Under our ethical framework, harm is explicitly defined as a reduction of agency, typically through coercion or imposed constraints. Mere aesthetic or emotional discomfort—such as preferences about cultural homogeneity or discomfort with new customs—is not harm. While cultural integration may challenge existing norms or practices, this is not equivalent to coercion or genuine harm.
Crime and violence are valid concerns, but immigration policies can address these selectively without blanket restrictions. Filtering mechanisms designed to prevent genuinely coercive actors—those who would commit violence or forcefully impose regressive norms—are ethically justified because they protect agency. Such filters are coherent with preserving voluntary interaction and agency maximization, unlike blanket restrictions rooted in cultural or demographic anxiety.

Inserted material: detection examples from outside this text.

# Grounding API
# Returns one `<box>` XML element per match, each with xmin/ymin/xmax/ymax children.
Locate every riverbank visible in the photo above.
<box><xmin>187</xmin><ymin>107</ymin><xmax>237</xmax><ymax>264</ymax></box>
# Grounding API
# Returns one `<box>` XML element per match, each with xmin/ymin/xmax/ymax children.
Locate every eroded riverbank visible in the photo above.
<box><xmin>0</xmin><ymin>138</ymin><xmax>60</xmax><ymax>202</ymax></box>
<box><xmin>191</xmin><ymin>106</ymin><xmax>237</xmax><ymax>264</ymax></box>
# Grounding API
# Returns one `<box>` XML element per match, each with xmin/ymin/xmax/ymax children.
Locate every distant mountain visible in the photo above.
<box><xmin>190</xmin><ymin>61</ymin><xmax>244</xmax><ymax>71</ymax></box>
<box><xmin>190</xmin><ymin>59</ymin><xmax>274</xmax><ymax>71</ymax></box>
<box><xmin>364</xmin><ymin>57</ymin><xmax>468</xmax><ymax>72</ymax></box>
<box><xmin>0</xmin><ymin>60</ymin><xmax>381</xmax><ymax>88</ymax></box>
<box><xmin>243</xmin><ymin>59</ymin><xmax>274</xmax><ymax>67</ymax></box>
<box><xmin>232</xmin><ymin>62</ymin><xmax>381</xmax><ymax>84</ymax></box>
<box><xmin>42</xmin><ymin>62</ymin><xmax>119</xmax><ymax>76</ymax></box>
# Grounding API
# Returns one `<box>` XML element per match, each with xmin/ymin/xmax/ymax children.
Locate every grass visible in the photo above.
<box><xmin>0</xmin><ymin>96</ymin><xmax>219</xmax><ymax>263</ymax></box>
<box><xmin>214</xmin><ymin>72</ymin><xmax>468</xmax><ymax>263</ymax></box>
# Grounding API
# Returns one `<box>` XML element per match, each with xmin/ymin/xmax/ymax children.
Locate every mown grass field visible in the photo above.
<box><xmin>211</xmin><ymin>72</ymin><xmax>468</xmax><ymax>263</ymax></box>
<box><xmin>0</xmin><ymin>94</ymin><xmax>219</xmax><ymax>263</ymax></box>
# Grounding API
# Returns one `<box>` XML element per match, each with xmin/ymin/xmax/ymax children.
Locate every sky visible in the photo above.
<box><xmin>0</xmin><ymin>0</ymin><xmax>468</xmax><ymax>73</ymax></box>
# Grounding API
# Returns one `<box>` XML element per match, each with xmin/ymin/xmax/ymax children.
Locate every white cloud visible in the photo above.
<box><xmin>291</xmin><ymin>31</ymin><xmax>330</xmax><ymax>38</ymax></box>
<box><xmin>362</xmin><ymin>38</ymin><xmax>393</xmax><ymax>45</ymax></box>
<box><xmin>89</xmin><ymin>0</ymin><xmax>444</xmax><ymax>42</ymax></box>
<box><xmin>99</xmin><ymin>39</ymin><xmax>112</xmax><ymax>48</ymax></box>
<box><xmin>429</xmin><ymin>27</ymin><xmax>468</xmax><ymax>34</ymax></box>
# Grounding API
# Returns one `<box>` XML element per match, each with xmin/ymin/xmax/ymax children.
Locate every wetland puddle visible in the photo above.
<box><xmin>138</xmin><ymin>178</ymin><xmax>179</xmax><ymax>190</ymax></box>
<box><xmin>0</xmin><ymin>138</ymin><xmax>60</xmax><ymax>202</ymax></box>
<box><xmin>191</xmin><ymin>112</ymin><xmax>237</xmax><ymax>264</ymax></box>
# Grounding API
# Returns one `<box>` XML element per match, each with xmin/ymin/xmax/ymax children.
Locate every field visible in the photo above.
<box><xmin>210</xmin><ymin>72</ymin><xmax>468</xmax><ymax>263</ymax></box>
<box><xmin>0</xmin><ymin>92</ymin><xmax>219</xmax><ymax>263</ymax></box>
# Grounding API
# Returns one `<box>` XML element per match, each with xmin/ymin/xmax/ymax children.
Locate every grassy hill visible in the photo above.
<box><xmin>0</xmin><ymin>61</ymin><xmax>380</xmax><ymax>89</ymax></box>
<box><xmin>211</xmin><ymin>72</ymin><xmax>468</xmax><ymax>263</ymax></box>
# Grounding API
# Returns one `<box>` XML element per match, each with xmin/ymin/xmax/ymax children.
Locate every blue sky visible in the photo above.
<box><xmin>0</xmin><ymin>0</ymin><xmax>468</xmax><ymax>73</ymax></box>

Concerns about illiberal or regressive values among immigrants also must meet the same ethical test: Do these values demonstrably reduce agency or merely conflict with aesthetic or cultural preferences? Only values directly promoting coercion or violence justify restrictive policies. Policies can, and ethically should, discriminate based on demonstrated coercive threats, not mere cultural difference or discomfort.
In sum, the cultural threat argument, when examined through the rigorous lens of agency and coercion, largely dissolves. Genuine harm arises from coercive behaviors, not cultural diversity or difference itself. Immigration policy should reflect this critical ethical distinction, selectively filtering for genuine threats to agency and liberty, rather than capitulating to unfounded cultural fears.